1 | initial version |
An alternative way to think about the problem, shifting the solution on the mathematical side, is as follows. I will denote by $g$ the given polynomial with integer coefficients (instead of $F$), and by $\Bbb F=\Bbb F_p$ the field with $p$ elements. Let $\Phi_n$ be the $n$.th cyclotomic polynomial.

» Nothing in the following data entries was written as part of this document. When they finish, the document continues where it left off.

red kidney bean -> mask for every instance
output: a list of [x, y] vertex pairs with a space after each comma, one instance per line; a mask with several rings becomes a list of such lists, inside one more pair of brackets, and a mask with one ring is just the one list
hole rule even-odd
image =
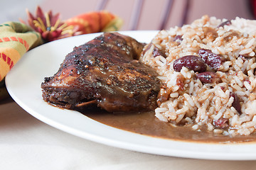
[[228, 128], [228, 119], [220, 118], [213, 120], [213, 125], [217, 128], [225, 129]]
[[213, 83], [216, 80], [216, 74], [215, 72], [201, 72], [196, 74], [196, 76], [200, 79], [202, 83]]
[[196, 72], [203, 72], [207, 68], [204, 61], [196, 55], [186, 55], [174, 61], [174, 69], [176, 72], [181, 72], [183, 67]]
[[230, 26], [231, 25], [231, 21], [230, 20], [228, 20], [227, 21], [225, 21], [222, 23], [220, 23], [218, 28], [220, 28], [220, 27], [223, 27], [224, 26]]
[[233, 106], [235, 110], [238, 112], [238, 113], [240, 115], [242, 114], [241, 112], [241, 105], [240, 104], [240, 101], [239, 101], [239, 97], [238, 96], [238, 95], [234, 93], [234, 92], [230, 92], [230, 97], [233, 97], [234, 98], [234, 101], [232, 103], [232, 106]]
[[200, 49], [198, 54], [208, 65], [215, 70], [220, 68], [223, 62], [225, 61], [222, 55], [215, 55], [210, 50]]

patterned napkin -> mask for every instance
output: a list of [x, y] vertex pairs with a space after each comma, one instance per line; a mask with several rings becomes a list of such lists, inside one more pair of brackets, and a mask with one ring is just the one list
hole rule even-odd
[[40, 34], [23, 23], [0, 25], [0, 81], [26, 52], [42, 43]]

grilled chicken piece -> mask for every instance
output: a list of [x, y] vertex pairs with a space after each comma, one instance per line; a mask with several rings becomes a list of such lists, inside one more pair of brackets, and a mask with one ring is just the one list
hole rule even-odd
[[75, 47], [58, 72], [45, 78], [43, 99], [80, 111], [91, 105], [109, 112], [154, 109], [160, 81], [151, 68], [137, 60], [144, 45], [108, 33]]

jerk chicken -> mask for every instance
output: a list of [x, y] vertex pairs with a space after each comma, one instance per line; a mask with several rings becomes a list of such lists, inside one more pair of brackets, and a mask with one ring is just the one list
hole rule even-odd
[[153, 110], [160, 81], [137, 60], [144, 44], [107, 33], [75, 47], [58, 72], [41, 84], [43, 99], [82, 111], [95, 105], [109, 112]]

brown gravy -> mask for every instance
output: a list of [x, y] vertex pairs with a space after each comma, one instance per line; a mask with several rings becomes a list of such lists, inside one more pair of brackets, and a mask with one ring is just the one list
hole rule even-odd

So instead of $\zeta_n$, seen as an element of the field $\Bbb Q(\zeta_n)$ we will work with a variable $w$, seen as an element of the field $K=\Bbb Z(w)=\Bbb Z[W]/(\Phi_n(W))$, constructed as quotient of the polynomial ring in $W$, and $w$ is the class of $W$ modulo the ideal $J$ generated by $\Phi_n(W)$. We can build then $g(W)g(W^{n-1})$ as an element in the polynomial ring $\Bbb Z[W]$, then consider $g(w)g(w^{n-1})=g(w)g(w^{-1})$ by working in $\Bbb Z[W]$ modulo $J$. Now we pass to the quotient modulo $p$. This could have been done also earlier, sooner or later, we work in the ring $$ R = \Bbb Z[W]/(\Phi_n(W),\ p) = \Bbb Z[W]/p/(\Phi_n(W)) = \Bbb F_p[W]/(\Phi_n(W)) $$ The question tacitly assumes that the result does not depend on $W$. Let's see if this is the case in some example with $p=5$ and $n=2022$, my sample polynomial is $W+1$:
p, n = 5, 30
R.<W> = PolynomialRing(GF(p))
g = W + 1
Q.<w> = R.quotient(cyclotomic_polynomial(n)(W))
g(w) * g(w^(n-1))
I'm getting
4*w^7 + 4*w^6 + w^4 + w^3 + w^2 + w + 1
(I hope i have correctly understood the algebraic situation... do not see the reason why some corresponding Galois automorphisms in $w$ should invariate the expression $g(W)g(W^{-1})$ for a general $g$.)